Dark Matter and Strong Electroweak Phase Transition in a Radiative Neutrino Mass Model

TL;DR

This paper explores a model extending the Standard Model with charged scalars and right-handed neutrinos, explaining neutrino masses, dark matter, and enabling a strong electroweak phase transition, with implications for collider physics.

Contribution

It introduces a three-loop neutrino mass model with dark matter candidate and a strongly first-order electroweak phase transition, linking neutrino physics and cosmology.

Findings

Neutrino masses explained via three-loop mechanism.

Dark matter relic density consistent with Planck data.

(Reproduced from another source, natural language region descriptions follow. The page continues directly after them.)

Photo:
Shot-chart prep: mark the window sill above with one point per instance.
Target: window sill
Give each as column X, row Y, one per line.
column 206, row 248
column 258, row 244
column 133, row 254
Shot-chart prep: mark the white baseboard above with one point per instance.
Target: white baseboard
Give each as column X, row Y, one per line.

Electroweak phase transition can be strongly first order.

Abstract

We consider an extension of the standard model (SM) with charged singlet scalars and right handed (RH) neutrinos all at the electroweak scale. In this model, the neutrino masses are generated at three loops, which provide an explanation for their smallness, and the lightest RH neutrino, $N_{1}$, is a dark matter candidate. We find that for three generations of RH neutrinos, the model can be consistent with the neutrino oscillation data, lepton flavor violating processes, $N_{1}$ can have a relic density in agreement with the recent Planck data, and the electroweak phase transition can be strongly first order. We also show that the charged scalars may enhance the branching ratio $h-->YY$, where as $h-->YZ$ get can get few percent suppression. We also discuss the phenomenological implications of the RH neutrinos at the collider.